Photo of MIT Campus
MIT’s campus in Cambridge, Massachusetts, where Gang Chen served as a professor of engineering since 2001. Image Source: Edward Mao

On the morning of January 14, 2021, in the waning days of the Trump administration, the U.S. Department of Justice (DOJ) arrested Gang Chen, 56, a professor of mechanical engineering at the Massachusetts Institute of Technology. The government accuses Chen of failing to disclose his affiliations with Chinese government institutions in order to secure $19 million in U.S. federal grants.

Chen is the latest example of the federal government’s coordinated efforts that has targeted Chinese American scientists and researchers based on their ancestry rather than suspected criminal activity through the DOJ’s China Initiative. The program, which began in November 2018 under then-U.S. Attorney General Jeff Sessions, aims to curb the theft of American intellectual property.

Since it began, the DOJ has brought numerous cases against Chinese American researchers, professors, U.S. intelligence officials, and Chinese nationals working in the U.S. 

However, the vast majority of these researchers have not been accused of theft or espionage, but of minor offenses, such as failing to fill out disclosure forms correctly.

These overzealous and racially biased prosecutions are ruining the careers and lives of Asian American scientists and scholars.

Fig 1. (left): Geng Chen in his office at MIT. Image Source: MIT

CAA denounces the China Initiative for its discriminatory investigations and prosecutions of Asian Americans and Asian immigrants. Earlier this year, CAA joined other organizations and individuals in sending a letter to Joe Biden urging his administration to end the China Initiative and to take steps to combat the pervasive racial bias and targeting of Asian American and Asian immigrant scientists, researchers, and students by the federal government. 

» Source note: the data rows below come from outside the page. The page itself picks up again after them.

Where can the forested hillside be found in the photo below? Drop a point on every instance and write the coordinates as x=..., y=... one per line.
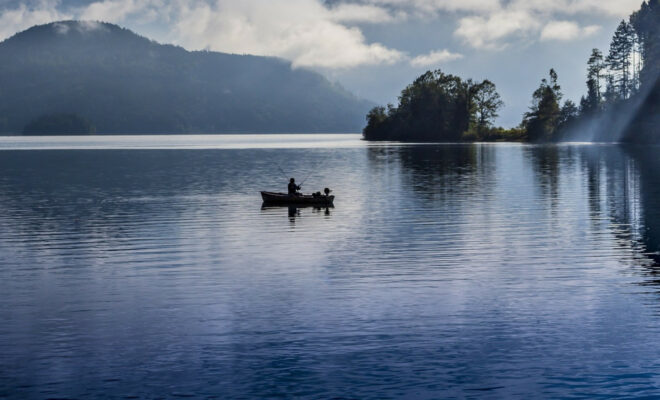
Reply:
x=124, y=83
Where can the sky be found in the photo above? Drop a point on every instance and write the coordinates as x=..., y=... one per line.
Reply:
x=373, y=48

The letter calls for an immediate end to the China Initiative and a complete review within 100 days of all prosecutions and investigations closed prior to prosecution under the initiative. It also urges the Biden administration to take measures throughout the federal government to combat racial bias against Asian American and Asian immigrant scientists, academics, and federal employees.

Read the full text of the letter and recommendations here.

The U.S. Government’s history of profiling Asian Americans

The China Initiative is just the latest racist policy rooted in longstanding prejudice and state-sanctioned discriminatory laws against Asian Americans. From the Chinese Exclusion Act of 1882 to the incarceration of Japanese Americans during WWII, to the targeting of Arab, Middle Eastern, Muslim, and South Asian (AMEMSA) communities after 9/11, to the unjust prosecutions of Chinese Americans happening right now, Asian Americans are living in the midst of the latest wave of resurgent xenophobia.

False accusations and wrongful prosecutions began before the Trump era in cases against Asian American scientists such as Wen Ho Lee, Guoqing Cao, Shuyu Li, Sherry Chen, and

Xiaoxing Xi. All were falsely accused of economic espionage. The charges against them were eventually dropped, but not before they suffered both personal and professional consequences as a result of the accusations. They did not receive apologies or any redress. 

Gang Chen, the MIT professor, has not been accused of any theft or espionage, but of not disclosing his ties to Chinese entities in paperwork. In a letter to the university’s president, 160 MIT faculty members protested the government’s accusations against Gang Chen as “deeply flawed and misleading” and said that Chen’s actions were routine academic activities. Chen has been released on a $1 million bond and MIT is paying for his legal defense.

CAA has a long history of opposing the government’s racial profiling of Asian scientists and researchers, including the 1999 arrest of scientist Wen Ho Lee, who was jailed in solitary confinement without bail for nine months, and the 2015 arrest of Xiaoxing Xi. CAA supported the Xi family with strategic communications to raise awareness of Xi’s case and organized a speaking tour for him at Bay Area college campuses. CAA has also formed a coalition called End National Scapegoating with Asian Americans Advancing Justice – Asian Law Caucus and the Chinese Progressive Association to combat the racial profiling of Asian Americans.

CAA will continue to monitor Chen’s case as well as others, such as Feng “Franklin” Tao, an engineering professor at the University of Kansas, and urge the Biden administration to reverse these blatant efforts to criminalize Asian Americans and Asian immigrants.

Cynthia Choi, CAA’s co-executive director, says the government’s actions not only violate the civil rights of individuals but damages the community at large. 

“We have worked with directly impacted people and their families who have suffered irreparable harm both personally and professionally so there is no denying that the China Initiative has created a climate of fear and distrust of government which ultimately undermines our multiracial democracy,” she says.